Type I diabetes is also known as childhood onset diabetes. The condition usually occurs in children between the ages of 5 and 10, although in rare cases, the affliction can be present at birth. The disease can be linked to heredity or the transmission thereof, yet recent research indicates that acquisition can also occur through unknown viruses capable of attacking and destroying islets of Langerhans existing inside the pancreas. These islets are a crucial part of the autoimmune system function; once compromised, the pancreas will cease to secrete insulin into the bloodstream. Blood glucose levels will rise, creating symptoms such as excessive thirst, clamminess, lightheadedness, and frequent urination.
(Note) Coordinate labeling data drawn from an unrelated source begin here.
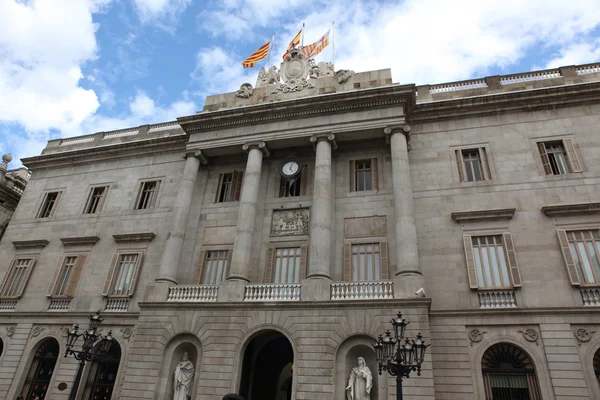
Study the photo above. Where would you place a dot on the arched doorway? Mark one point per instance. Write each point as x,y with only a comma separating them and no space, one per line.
41,370
509,374
101,377
267,368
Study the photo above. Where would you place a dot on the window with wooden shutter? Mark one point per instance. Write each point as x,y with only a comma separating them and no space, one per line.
17,277
581,252
491,262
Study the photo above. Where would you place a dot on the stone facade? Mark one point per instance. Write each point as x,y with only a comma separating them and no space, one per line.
414,210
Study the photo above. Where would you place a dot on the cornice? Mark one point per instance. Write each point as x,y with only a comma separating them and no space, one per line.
101,153
30,244
524,100
134,237
562,210
483,215
80,240
305,107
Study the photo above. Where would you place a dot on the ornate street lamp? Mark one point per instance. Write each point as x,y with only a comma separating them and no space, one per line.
397,358
91,337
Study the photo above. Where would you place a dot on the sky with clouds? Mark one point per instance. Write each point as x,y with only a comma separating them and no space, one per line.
74,67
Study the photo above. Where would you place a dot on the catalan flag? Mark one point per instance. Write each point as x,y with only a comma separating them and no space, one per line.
295,41
315,48
258,55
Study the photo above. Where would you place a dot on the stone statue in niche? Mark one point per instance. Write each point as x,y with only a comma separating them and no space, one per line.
360,382
184,374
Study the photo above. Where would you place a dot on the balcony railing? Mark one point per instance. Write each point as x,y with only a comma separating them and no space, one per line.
497,299
193,294
590,297
273,292
362,290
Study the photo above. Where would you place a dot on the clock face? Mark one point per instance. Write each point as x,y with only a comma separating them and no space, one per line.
290,168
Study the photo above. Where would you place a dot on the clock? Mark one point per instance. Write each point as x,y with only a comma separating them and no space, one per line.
290,168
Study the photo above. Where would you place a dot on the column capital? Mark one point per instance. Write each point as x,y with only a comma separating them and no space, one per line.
391,130
262,146
329,136
197,154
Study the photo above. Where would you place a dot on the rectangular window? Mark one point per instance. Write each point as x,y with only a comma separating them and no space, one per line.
366,262
230,185
473,165
16,278
559,157
215,267
49,205
95,200
490,262
147,195
585,250
295,187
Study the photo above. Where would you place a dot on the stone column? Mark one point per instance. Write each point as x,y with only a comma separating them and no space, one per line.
172,253
317,286
233,289
408,278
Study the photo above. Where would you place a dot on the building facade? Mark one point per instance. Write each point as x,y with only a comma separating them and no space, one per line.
273,236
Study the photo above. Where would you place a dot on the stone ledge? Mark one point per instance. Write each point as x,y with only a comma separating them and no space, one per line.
30,244
134,237
483,215
571,209
80,240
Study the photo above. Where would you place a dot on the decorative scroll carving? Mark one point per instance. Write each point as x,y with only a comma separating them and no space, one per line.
583,335
290,222
475,336
245,91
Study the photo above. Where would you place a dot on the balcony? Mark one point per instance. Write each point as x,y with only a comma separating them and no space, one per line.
273,292
362,290
497,299
193,294
590,296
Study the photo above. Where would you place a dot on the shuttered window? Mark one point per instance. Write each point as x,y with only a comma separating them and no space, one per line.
16,278
581,250
147,195
473,165
122,276
559,157
491,262
49,204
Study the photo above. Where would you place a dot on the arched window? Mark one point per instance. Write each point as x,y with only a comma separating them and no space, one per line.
102,375
41,370
509,374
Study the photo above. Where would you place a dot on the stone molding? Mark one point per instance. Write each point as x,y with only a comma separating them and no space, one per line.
262,146
317,137
571,209
483,215
80,240
134,237
30,244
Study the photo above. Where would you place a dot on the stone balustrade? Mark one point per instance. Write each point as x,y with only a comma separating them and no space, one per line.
193,294
590,296
59,305
497,299
362,290
8,305
117,304
273,292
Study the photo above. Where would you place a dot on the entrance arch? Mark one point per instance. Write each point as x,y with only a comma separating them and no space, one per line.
267,367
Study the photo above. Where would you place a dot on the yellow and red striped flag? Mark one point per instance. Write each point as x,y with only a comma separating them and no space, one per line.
258,55
315,48
295,42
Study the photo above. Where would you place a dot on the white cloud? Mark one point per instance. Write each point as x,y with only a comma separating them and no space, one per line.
161,13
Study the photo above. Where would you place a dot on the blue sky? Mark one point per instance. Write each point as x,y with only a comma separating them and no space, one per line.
73,67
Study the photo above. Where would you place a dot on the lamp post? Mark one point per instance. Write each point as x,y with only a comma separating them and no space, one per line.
87,352
397,358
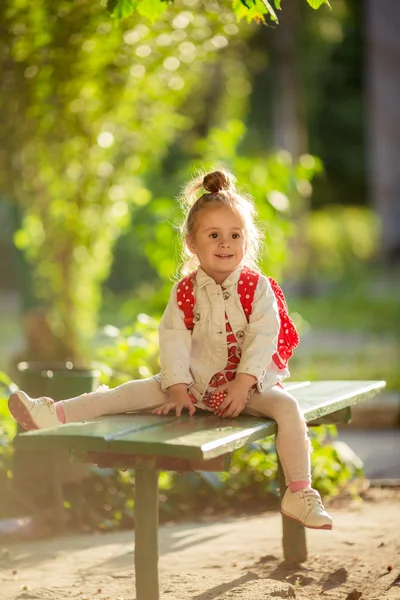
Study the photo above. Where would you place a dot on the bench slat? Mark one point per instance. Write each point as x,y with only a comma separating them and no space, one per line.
203,437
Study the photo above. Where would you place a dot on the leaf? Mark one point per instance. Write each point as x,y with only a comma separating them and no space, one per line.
317,3
121,8
271,11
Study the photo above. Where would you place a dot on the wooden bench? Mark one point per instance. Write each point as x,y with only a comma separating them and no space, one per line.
147,444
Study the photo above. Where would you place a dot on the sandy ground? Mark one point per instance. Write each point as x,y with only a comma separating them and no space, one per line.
238,558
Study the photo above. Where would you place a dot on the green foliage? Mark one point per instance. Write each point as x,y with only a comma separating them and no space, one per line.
7,432
252,10
90,109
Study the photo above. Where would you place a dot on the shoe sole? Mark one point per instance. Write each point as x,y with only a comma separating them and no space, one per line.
327,526
21,413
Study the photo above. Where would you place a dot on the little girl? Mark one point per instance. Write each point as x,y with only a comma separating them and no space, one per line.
218,346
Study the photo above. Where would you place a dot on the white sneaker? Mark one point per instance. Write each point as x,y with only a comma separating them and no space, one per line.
306,508
33,413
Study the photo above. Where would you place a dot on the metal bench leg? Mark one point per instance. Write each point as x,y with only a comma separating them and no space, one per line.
146,532
294,535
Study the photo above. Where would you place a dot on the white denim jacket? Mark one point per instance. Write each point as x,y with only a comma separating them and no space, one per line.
193,357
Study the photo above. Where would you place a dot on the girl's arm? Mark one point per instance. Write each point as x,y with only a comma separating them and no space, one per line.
261,333
175,346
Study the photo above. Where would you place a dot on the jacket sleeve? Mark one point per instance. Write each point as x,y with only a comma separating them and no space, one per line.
261,333
175,345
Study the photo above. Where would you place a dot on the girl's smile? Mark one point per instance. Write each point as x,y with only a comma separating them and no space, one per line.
219,241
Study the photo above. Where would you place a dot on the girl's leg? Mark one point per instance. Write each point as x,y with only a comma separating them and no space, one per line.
292,439
140,395
300,502
136,395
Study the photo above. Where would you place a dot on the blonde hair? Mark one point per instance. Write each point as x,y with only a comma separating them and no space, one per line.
220,190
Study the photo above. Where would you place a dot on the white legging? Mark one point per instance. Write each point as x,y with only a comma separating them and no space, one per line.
145,394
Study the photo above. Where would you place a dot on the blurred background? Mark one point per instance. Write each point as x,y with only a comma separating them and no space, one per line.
102,123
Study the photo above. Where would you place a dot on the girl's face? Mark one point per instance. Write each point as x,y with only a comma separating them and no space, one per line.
219,241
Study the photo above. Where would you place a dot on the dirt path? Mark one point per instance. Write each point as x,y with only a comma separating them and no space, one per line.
235,559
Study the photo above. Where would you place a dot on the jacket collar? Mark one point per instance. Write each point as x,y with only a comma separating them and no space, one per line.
203,279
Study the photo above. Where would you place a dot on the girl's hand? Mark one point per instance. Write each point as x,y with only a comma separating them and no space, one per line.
236,396
179,400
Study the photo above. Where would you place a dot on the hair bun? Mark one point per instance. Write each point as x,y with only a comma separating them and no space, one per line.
216,181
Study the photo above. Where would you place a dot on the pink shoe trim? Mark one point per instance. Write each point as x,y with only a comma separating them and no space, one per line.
20,413
326,526
296,486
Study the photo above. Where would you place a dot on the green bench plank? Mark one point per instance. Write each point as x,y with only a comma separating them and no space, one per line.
203,437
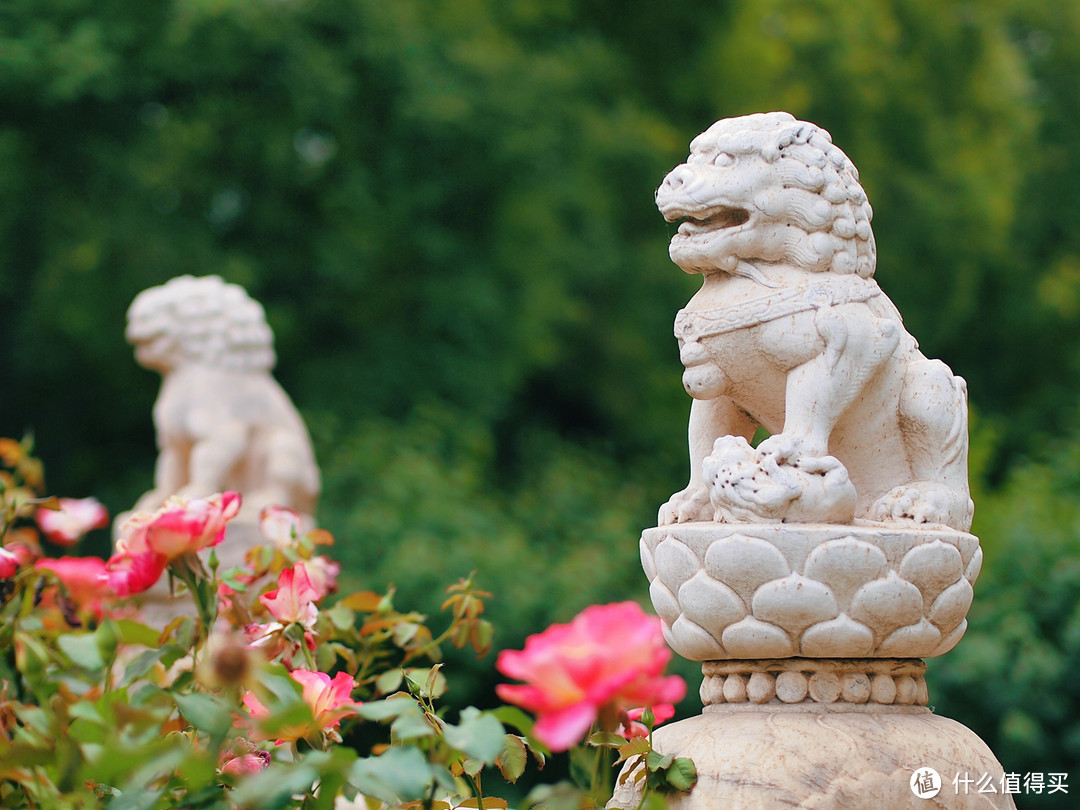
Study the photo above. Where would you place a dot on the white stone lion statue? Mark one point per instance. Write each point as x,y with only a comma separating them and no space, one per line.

Diagnosing the condition can be ascertained through blood testing. One test in particular is called “A1C hemoglobin,” which determines average blood sugar levels over a 90 day span. This procedure calculates the amount of glucose in the blood; targeted ranges may vary from 4 to 7 percent to be considered “normal.” Anything above 7 percent is an indicator of pancreatic malfunction. Depending on how high the level exceeds this percentage will determine the difference between type I and type II diabetes. The two conditions are often confused; type II diabetes means that the pancreas operates at approximately half capacity, which can be treated with oral medication. Type I diabetics are required to administer subcutaneous injections on a daily basis to offset or compensate for caloric ingestion.

Daily glucose monitoring is also mandatory. The targeted daily range should fall between 80 to 140 mg/dl. Testing frequently, usually once every 4 to 6 hours, is the best way to maintain normal blood sugar levels. A healthy and balanced diet also plays an important part of overall wellness. Staying away from refined sugars is also a plus, not to mention regulating carbohydrate and protein intake.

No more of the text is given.